In other words, affordability comes at an entirely predictable price for Canadian onliners. The Commission isn’t concerned over your personal content or use of the Internet for activities like messaging; instead it wants to ensure you have access to “creative content.” Well, we all know what that’s code for – not UGC, user generated content, since that’s not considered “creative” by Ottawa. It’s yet another sop to the Cancon regulatory-industrial complex – code for “yes, we’ll be sure our professional creators of content will have enough shelf space so that you can all catch lotsa homegrown webisodes and not get drowned by what the American online gorillas are hawking these days…”
Btw, the policy that will not die has another undesirable effect: it gives encouragement to Big Media when they want to sugarcoat more horizontal and vertical integration – like, say, the idea of a Bell Netflix, which popped up by accident in the middle of the Astral hearing. Or as Pete Nowak referred to it in today’s post: BellFlix. Pete continued: “[Bell CEO Cope] waved the Canadian flag, criticizing Netflix for not paying Canadian taxes or paying into supporting the creation of Canadian content.” Oh please, like Bell has been falling all over itself to support Cancon (see the recent guest post by Barri Cohen on how Bell Media has pretty much shut out indie TV production in Canada).

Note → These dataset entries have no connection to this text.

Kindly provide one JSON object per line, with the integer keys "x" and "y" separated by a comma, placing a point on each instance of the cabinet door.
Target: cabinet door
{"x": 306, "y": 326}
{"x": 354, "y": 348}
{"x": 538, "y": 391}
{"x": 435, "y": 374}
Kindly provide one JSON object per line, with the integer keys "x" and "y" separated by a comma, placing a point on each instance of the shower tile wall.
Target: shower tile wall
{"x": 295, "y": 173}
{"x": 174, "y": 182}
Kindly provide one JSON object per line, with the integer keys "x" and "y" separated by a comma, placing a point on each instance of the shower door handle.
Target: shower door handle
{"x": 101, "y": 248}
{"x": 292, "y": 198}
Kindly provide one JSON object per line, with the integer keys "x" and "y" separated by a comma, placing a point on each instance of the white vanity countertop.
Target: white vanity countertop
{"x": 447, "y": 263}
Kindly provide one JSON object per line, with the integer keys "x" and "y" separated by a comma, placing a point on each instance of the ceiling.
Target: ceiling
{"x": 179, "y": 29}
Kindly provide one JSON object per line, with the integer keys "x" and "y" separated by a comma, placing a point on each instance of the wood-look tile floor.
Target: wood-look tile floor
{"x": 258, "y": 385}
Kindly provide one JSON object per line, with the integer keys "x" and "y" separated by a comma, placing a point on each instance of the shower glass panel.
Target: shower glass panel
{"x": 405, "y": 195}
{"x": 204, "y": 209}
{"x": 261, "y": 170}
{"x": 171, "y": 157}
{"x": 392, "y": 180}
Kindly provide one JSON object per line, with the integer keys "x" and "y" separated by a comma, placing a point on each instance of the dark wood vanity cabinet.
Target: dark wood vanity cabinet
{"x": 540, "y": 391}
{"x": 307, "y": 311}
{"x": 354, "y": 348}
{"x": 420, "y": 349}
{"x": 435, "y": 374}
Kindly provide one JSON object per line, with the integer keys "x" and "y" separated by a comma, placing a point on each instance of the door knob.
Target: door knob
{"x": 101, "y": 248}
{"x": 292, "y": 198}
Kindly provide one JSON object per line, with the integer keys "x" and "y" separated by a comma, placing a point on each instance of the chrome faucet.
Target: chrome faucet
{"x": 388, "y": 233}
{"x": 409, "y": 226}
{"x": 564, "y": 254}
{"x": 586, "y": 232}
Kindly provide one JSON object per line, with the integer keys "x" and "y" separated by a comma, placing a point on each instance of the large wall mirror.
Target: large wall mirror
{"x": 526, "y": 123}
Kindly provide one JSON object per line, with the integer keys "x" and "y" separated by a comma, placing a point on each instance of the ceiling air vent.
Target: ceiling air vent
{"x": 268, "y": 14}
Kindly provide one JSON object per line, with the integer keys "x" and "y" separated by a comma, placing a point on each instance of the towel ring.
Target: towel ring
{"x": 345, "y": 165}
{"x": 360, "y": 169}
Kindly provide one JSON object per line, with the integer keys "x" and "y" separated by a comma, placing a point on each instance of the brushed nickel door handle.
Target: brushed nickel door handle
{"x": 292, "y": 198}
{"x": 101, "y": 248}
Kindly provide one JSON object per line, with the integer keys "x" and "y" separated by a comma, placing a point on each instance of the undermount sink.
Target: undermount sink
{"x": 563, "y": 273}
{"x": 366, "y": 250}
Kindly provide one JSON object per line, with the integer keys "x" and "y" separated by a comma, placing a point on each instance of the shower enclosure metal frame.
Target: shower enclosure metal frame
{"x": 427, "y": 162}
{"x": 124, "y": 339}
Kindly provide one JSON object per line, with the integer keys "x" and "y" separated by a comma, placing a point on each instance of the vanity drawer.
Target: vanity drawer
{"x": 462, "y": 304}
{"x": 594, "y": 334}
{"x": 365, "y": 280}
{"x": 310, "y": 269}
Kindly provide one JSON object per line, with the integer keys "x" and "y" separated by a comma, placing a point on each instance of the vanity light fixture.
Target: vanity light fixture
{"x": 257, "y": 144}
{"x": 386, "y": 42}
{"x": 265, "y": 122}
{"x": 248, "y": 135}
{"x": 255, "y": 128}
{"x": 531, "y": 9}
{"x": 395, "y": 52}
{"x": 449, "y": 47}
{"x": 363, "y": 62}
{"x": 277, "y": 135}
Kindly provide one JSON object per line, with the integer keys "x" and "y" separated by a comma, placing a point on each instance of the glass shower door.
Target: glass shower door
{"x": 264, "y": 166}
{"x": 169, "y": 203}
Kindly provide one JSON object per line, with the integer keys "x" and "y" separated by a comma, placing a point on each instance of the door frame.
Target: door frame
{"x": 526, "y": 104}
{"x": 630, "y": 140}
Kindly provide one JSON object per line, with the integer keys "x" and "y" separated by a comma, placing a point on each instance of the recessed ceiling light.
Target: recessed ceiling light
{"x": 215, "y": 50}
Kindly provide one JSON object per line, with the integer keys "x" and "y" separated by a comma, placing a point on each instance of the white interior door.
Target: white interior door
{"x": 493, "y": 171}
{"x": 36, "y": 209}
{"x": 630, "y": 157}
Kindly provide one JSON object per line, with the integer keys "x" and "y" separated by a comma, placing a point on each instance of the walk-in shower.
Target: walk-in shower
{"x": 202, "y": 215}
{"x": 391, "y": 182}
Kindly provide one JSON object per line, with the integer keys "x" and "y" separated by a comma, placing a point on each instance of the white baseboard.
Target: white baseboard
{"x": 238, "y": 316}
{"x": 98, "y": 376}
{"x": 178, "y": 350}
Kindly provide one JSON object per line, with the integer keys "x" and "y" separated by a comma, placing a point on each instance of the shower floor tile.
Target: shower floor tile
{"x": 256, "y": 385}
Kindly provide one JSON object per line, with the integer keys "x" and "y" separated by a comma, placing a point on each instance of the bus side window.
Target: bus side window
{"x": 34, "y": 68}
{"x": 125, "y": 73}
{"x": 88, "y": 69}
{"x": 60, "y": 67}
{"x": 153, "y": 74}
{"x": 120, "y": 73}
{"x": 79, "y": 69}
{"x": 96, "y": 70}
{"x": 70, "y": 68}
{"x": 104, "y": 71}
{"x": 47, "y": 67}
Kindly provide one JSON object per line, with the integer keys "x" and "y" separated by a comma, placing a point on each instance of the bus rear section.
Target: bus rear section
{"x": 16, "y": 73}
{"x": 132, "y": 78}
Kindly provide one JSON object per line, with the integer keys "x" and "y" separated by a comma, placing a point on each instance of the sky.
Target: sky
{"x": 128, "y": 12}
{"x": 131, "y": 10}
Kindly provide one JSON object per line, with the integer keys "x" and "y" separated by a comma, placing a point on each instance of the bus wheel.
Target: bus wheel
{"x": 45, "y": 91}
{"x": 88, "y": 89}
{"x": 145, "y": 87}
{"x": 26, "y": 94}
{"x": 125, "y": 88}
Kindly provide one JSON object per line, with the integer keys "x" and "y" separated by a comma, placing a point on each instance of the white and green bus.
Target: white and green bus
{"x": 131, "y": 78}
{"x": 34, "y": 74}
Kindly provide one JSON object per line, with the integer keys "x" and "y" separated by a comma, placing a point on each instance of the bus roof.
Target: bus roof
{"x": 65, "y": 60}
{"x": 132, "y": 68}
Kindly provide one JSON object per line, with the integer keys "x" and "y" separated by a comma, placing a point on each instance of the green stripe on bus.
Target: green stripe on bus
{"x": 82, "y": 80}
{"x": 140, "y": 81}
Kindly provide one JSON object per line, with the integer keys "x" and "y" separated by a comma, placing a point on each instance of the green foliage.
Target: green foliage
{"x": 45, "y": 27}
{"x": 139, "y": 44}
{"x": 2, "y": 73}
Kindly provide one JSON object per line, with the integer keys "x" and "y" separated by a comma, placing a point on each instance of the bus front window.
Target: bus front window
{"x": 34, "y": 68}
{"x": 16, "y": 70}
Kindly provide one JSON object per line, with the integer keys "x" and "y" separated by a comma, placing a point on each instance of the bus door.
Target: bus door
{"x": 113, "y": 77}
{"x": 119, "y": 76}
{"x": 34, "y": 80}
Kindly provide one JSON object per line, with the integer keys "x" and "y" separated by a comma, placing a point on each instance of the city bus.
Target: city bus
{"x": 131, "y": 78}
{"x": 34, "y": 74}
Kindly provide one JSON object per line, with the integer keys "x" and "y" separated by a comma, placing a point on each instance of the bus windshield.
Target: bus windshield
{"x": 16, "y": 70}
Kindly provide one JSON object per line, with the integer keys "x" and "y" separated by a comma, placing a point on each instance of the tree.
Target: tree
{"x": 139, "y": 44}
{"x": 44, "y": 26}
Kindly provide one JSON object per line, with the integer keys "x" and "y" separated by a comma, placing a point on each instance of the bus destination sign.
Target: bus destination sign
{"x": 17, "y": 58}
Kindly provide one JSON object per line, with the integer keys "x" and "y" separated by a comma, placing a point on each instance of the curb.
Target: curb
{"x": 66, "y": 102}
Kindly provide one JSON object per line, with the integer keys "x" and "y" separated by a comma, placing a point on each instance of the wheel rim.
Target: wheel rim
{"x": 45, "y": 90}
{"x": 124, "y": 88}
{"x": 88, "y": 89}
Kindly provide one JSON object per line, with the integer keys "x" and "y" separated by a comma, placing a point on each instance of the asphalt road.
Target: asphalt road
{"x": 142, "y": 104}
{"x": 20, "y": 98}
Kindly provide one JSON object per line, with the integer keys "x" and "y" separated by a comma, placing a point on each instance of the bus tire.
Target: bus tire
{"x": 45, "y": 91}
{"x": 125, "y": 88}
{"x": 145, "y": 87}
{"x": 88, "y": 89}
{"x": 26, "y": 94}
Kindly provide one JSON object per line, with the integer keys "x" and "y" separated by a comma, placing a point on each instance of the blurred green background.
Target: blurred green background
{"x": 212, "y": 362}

I also liked Pete’s skepticism about whether there’s actually a market for Bellflix:
The bigger obstacle to Bellflix is an amazing conceit that seems lost on Cope. Netflix’s tremendous success in Canada – snatching up about 10 per cent of broadband subscribers in less than two years, compared to six years in the U.S. – may just be because Canadians are looking to get away from traditional video providers such as Bell.
Amen. Anyways, all those bad vibes prompted me to write the following comment to Michael this morning:
Michael – Thanks for alerting the community to what may be an important change of direction. Nonetheless, I remain very skeptical as to whether this agenda will work in a way that is a) evidence-based and b) treats Canadians like media consumers with the right to be protected – rather than as a collective market for Cancon. You note the CRTC says it will “monitor broadband speeds and the choice of Internet service providers available to Canadians, as well as the prices paid for telephone services.”

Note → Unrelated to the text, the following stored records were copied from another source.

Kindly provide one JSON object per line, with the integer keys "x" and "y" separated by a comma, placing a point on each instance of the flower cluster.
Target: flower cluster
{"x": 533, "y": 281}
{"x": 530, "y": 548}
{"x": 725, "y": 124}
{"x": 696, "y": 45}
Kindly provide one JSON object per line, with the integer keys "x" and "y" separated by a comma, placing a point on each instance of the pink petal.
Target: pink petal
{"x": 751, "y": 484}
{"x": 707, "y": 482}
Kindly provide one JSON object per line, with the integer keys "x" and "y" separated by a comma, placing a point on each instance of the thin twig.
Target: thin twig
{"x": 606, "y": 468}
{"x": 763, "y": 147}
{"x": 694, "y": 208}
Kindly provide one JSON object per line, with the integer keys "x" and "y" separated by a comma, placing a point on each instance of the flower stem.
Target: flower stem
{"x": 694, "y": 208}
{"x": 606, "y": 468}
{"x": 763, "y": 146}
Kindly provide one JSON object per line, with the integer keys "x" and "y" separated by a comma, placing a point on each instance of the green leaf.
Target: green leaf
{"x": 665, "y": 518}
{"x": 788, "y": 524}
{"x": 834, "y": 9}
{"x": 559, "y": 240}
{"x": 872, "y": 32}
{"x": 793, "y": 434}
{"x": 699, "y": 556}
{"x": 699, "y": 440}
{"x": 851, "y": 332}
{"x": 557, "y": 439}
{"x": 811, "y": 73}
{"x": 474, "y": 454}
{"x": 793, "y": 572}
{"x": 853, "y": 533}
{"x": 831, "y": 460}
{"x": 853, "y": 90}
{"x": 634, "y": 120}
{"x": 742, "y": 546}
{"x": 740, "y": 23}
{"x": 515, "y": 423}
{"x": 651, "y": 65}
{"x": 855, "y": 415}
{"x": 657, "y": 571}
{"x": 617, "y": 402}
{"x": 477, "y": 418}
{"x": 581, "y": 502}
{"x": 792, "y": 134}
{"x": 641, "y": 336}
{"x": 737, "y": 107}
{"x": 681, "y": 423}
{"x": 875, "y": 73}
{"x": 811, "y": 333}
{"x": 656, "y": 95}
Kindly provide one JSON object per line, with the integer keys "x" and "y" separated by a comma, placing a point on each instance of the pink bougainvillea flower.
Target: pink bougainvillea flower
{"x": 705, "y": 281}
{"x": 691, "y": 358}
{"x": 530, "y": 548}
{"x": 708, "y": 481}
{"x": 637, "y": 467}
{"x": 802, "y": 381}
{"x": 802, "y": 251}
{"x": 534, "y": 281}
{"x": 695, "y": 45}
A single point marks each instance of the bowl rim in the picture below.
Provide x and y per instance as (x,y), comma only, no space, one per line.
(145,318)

“Monitor” is a slippery concept that can mean very little – like having “access” to broadband or doing “consultations” with the public. Will the JPB Commission ever do random-probability surveys of end-users? Will they stop bragging about BB “access” and start talking about who’s actually online? Will they ever start talking to Canadians in a way most can understand – as opposed to couching our entire network neutrality discussion in terms of ITMPs? Will the Commission “monitor” BB by taking measures of actual performance or rely on the industry and what they advertise? In other words, are they ready to do some real research – because if they’re not, then monitoring is a dead letter. And if the 2 enabling statutes don’t get updated (even if not merged), and the 2006 Cabinet Direction remains in place and makes everything hinge on market forces, I don’t believe the Commission will have the clout to do what it says it wants to do.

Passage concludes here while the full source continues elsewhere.